At the beginning of the 15th century, on this site was a Franciscan chapel. The chapel was enlarged in the first half of the century, and the works were completed around 1442.
In the last decades of the 15th century, the church was renovated by the architect Simone del Pollaiolo, also known as Il Cronaca, by the will of the rich merchant Castello Quaratesi. The renovation started in 1499, and was completed in 1504.
During the Siege of 1529, the church was badly damaged, and throughout the 16th century was left in a state of neglect. In 1665, the friars definitively left San Salvatore al Monte.

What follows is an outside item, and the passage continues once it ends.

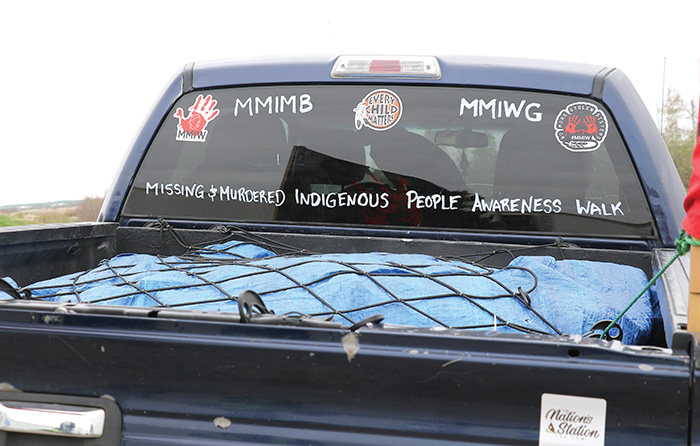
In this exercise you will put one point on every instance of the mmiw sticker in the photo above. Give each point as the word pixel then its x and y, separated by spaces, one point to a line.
pixel 572 420
pixel 379 110
pixel 581 127
pixel 191 128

In 1875, Piazzale Michelangelo was built nearby.
ART AND ARCHITECTURE
The facade of the church, very simple and framed by the typical Tuscan cypresses, has plastered surfaces interrupted only by the portal and the gable windows.
Inside, the church has a single nave with five chapels on each side, marked by a double order of stone pilasters in Doric style. The windows, designed by Pietro Perugino, date back to the beginning of the 16th century.

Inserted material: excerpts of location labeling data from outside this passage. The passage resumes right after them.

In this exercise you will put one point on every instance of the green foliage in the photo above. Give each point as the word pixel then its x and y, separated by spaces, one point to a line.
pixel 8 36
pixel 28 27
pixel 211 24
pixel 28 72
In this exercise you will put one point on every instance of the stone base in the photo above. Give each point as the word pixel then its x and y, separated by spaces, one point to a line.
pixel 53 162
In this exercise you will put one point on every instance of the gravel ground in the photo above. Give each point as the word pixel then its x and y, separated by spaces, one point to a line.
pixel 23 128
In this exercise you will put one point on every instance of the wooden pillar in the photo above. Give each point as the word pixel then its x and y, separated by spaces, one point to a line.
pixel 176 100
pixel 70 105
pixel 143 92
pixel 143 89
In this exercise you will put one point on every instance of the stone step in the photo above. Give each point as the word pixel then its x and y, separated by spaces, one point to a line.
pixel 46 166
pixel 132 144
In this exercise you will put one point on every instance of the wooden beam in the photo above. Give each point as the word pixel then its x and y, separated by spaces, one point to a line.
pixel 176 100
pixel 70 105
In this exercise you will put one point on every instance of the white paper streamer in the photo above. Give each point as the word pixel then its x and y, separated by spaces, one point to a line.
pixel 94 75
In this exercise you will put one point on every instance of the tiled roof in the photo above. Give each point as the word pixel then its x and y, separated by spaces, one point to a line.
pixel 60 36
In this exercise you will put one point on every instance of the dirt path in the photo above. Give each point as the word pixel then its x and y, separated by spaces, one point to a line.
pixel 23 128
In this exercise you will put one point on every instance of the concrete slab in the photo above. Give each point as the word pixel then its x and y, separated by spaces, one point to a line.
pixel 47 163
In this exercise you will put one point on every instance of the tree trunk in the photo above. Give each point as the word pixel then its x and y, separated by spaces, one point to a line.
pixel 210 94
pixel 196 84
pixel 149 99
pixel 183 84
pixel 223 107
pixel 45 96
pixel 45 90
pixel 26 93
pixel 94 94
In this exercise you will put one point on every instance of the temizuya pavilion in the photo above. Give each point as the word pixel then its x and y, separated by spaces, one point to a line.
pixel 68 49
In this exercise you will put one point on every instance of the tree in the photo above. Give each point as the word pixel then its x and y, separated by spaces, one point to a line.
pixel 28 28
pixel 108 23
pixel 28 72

On the main altar, once there was the venerated relic of Saint Francis of Assisi, the clothes that the Saint wore in 1224, when he received the stigmata at La Verna. Today, there is a wooden crucifix, work of a master of Andrea Ferrucci’s circle.

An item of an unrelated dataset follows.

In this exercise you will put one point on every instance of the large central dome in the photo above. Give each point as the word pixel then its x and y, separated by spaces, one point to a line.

On the right side of the presbytery area, there is Cappella dei Nerli, a remarkable Renaissance structure with a barrel vault, which houses an interesting 16th-century table of the Madonna enthroned with Child, Saints and Angels by an anonymous artist.
In the second chapel on the left, there is a Deposition in glazed polychrome terracotta by Giovanni della Robbia.
HOW TO GET THERE
The Church of San Salvatore al Monte is located about 3 kilometers away from the Santa Maria Novella railway station. The closest bus stop is Galileo San Miniato, located about 150 meters away, on the bus Line 12.